Olhei para minha gata
Olhei para minha gata, deusa e felina, como se olhasse
Para um céu entre nuvens no início daquela manhã e visse,
Entre os tons de luzes e sombras insuspeitos que se mudavam,
No firmamento, minha vida inteira como mera produção do tempo.
Abrindo e fechando os olhos vi e desvi: um súbito enredo no
Útero de todas as coisas já vividas, um entrelance resumido de
Todas as lutas e todas as vidas e todas as mortes possíveis e
Imagináveis coloridas e o preto-e-branco dos dias mais banais
Saltou-me também aos olhos no ritmo cardíaco e respiratório
Da criatura divina e biológica que agora se postava em meu colo.
Somos seres entre todos os seres: pedras, árvores, espuma de rios
Que correm em cascatas e fibras e rochas que se partem em sonhos
De amor e ódio e desencanto de todas as nossas convicções e
Devidamente ligados e unidos em conflitos e nossa necessidade.

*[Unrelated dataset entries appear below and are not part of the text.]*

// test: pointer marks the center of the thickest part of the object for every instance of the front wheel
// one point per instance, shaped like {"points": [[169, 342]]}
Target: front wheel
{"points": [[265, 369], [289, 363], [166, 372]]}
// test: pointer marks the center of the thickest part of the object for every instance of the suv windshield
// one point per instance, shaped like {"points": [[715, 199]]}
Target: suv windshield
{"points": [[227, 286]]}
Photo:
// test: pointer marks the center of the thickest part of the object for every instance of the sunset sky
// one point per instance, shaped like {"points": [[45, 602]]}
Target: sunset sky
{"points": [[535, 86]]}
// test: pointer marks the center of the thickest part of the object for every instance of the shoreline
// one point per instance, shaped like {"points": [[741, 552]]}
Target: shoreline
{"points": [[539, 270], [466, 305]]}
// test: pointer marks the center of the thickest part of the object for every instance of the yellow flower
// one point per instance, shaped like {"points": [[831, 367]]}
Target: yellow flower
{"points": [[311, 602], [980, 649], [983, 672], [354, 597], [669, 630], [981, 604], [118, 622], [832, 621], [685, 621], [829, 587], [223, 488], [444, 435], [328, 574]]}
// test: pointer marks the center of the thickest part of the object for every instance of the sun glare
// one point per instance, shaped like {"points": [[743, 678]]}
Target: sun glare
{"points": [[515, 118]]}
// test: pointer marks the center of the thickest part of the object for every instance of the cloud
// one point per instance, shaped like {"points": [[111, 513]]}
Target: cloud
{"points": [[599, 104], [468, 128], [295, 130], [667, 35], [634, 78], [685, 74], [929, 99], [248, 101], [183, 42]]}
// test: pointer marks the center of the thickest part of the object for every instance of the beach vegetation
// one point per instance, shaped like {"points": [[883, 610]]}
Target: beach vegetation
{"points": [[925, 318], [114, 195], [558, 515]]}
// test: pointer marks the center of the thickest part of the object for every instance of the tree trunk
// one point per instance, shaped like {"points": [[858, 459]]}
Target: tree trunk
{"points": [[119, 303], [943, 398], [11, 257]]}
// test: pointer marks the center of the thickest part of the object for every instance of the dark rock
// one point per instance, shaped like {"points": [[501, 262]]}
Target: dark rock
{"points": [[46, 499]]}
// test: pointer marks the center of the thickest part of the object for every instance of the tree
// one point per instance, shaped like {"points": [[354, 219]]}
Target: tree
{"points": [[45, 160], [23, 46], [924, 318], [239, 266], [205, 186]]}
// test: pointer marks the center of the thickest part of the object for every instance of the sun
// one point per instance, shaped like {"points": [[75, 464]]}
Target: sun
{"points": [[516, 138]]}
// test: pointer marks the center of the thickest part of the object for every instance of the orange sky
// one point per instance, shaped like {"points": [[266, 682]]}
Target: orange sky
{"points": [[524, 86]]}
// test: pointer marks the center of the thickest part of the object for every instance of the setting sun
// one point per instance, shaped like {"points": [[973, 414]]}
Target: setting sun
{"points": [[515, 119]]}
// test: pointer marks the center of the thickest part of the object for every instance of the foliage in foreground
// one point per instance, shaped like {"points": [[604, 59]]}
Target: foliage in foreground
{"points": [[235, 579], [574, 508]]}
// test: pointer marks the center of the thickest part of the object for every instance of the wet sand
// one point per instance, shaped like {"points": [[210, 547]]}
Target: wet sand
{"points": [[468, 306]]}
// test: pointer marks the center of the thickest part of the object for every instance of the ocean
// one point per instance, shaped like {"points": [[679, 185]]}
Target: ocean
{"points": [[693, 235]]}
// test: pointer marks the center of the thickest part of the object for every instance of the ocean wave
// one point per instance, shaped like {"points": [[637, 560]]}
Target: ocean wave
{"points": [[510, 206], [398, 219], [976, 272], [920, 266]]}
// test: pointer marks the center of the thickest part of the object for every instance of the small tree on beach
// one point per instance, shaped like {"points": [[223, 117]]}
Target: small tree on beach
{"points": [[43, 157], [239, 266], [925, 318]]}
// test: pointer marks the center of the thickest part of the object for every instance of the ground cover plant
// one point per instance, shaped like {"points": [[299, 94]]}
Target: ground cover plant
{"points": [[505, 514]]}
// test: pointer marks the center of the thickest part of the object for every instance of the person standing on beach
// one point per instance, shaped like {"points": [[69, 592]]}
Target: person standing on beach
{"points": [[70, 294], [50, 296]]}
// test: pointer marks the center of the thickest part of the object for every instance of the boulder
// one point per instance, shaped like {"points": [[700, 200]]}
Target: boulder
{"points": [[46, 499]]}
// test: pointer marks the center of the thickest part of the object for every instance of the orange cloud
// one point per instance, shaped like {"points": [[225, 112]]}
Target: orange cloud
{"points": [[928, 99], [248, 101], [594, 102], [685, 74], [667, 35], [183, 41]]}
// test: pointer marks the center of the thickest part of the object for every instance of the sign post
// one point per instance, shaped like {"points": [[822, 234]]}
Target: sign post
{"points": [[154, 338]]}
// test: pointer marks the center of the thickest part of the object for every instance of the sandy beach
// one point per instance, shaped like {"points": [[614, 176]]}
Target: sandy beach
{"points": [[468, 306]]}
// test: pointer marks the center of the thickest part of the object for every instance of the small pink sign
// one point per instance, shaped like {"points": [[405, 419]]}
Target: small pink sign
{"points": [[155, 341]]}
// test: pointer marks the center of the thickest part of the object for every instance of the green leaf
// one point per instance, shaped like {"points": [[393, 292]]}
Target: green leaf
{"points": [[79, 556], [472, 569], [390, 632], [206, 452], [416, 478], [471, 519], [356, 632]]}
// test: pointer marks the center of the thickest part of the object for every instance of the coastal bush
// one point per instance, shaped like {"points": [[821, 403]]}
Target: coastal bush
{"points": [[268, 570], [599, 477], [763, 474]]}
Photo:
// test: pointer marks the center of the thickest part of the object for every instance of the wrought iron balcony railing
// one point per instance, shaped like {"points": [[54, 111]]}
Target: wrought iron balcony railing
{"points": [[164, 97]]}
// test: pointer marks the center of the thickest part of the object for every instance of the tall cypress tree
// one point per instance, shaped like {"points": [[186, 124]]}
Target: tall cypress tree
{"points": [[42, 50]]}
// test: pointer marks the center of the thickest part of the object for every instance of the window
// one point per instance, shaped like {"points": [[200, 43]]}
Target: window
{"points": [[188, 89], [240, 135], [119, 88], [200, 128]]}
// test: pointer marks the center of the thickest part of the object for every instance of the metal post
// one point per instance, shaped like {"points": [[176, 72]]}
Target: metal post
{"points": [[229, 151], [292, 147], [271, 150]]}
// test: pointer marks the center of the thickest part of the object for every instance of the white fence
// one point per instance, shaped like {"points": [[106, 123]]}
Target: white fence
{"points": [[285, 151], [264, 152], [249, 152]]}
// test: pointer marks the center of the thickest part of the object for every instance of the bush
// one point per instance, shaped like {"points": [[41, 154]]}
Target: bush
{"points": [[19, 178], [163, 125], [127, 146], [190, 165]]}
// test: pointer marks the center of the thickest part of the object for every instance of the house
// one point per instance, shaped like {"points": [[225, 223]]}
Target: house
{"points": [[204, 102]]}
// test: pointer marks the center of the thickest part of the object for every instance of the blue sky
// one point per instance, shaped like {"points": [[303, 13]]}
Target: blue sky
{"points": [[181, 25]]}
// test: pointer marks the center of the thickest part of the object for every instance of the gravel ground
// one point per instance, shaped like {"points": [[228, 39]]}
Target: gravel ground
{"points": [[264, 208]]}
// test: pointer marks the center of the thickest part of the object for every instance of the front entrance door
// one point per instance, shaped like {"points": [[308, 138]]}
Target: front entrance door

Minha gata precisa de sua vida, e eu igualmente da minha e nua.
Eu e ela olhamos para tudo e nos despojamos: crua é a existência.
O espírito percorre séculos enquanto manejamos o calendário com
Os dedos e viramos cada folinha: as horas se escorrem pelas mãos.
Acaricio minha gata e me encarrego de escrever o poema numa língua
Que se forja dentro do código, um escrito: ela, animal mais afortunado
Que eu, em meio a bocejos e ronronares, é apenas a própria poesia.